Hervormingsplan NMBS: Ambitie tonen is goed, resultaat behalen nog beter
10-07-2015
Het kernkabinet heeft vandaag het hervormingsplan van de NMBS goedgekeurd. Volgens Jef Van den Bergh, mobiliteitsspecialist van CD&V, is de eerste verdienste van het plan dat het er uiteindelijk is. ‘Er staan goede, ambitieuze elementen in, maar ik heb toch een paar vragen. Ik verwacht een open discussie in de commissie Infrastructuur.’
‘Het is goed dat de minister er werk van maakt. Ze toont ambitie, en dat moet: op dit moment staat de dienstverlening aan de reiziger niet op punt en is de financiële toestand zorgwekkend.’, zegt Van den Bergh, die het eens is met de doelstellingen: een efficiëntere aanwending van de middelen, meer mensen uit de auto en in de trein krijgen, 160.000 extra zitplaatsen, stiptere treinen, draadloos internet in elke wagon en een eenvoudiger tariefsysteem.

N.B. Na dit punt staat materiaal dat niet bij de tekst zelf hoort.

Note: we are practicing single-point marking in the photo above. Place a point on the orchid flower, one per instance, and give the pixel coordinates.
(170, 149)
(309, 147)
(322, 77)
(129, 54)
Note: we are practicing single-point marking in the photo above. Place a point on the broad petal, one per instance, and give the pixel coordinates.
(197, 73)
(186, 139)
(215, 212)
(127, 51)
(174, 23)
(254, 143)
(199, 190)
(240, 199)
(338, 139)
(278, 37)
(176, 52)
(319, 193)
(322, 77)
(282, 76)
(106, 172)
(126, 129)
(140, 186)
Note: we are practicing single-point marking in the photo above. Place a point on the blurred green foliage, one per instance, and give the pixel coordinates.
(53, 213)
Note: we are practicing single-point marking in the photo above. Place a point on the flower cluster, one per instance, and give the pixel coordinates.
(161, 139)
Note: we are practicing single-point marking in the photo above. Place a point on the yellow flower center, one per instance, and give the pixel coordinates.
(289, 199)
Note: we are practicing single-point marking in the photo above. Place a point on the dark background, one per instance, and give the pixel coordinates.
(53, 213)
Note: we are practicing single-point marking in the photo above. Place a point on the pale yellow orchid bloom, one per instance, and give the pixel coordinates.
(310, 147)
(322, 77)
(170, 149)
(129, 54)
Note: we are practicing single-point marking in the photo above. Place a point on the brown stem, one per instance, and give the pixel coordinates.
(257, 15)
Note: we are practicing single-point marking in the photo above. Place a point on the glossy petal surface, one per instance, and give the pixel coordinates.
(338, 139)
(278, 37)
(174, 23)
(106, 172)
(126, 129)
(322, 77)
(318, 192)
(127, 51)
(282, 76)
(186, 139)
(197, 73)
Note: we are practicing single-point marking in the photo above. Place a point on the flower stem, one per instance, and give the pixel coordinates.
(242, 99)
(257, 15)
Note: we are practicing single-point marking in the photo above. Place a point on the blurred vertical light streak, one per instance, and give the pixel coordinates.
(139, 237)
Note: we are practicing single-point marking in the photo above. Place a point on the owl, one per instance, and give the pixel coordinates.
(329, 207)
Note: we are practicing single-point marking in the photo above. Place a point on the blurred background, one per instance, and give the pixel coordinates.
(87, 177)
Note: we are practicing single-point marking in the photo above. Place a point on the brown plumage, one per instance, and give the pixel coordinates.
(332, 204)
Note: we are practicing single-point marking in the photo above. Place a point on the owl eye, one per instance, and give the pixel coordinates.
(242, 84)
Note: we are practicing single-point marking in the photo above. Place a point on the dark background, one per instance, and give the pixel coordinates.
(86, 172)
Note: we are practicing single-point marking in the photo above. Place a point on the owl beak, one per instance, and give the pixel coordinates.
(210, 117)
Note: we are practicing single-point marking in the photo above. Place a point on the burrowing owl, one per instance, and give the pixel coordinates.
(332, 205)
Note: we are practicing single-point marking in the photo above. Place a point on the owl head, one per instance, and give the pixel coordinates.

Wat volgens Jef Van den Bergh nog ontbreekt en wat de noodzakelijke basis van een echt plan zou moeten zijn, is een duidelijk budgettair kader. Dat kader is nodig om bijvoorbeeld nieuwe dubbeldekkers te bestellen. Efficiëntiewinsten zijn zeker mogelijk en noodzakelijk, met 3 miljard subsidies zit het Belgisch spoor immers bij de koplopers in Europa. Er wordt met belastinggeld gewerkt, dat moet zo optimaal mogelijk ingezet worden. De grote pensioneringsgolf bij de NMBS-groep biedt hiervoor een opportuniteit om tot afgeslankte, maar efficiënte overheidsbedrijven te komen. Ook de aanwerving van noodzakelijk nieuw personeel zal een belangrijke uitdaging vormen.
De afstemming van investeringen tussen Infrabel en NMBS moet ook beter, waarvoor de voorziene investeringscel binnen de FOD Mobiliteit moet zorgen. Dit is een goed instrument, maar wat er met investeringen in stations zal gebeuren, is minder duidelijk. Ook het loslaten van de jaarlijkse 60/40-verdeling zal kritisch worden opgevolgd.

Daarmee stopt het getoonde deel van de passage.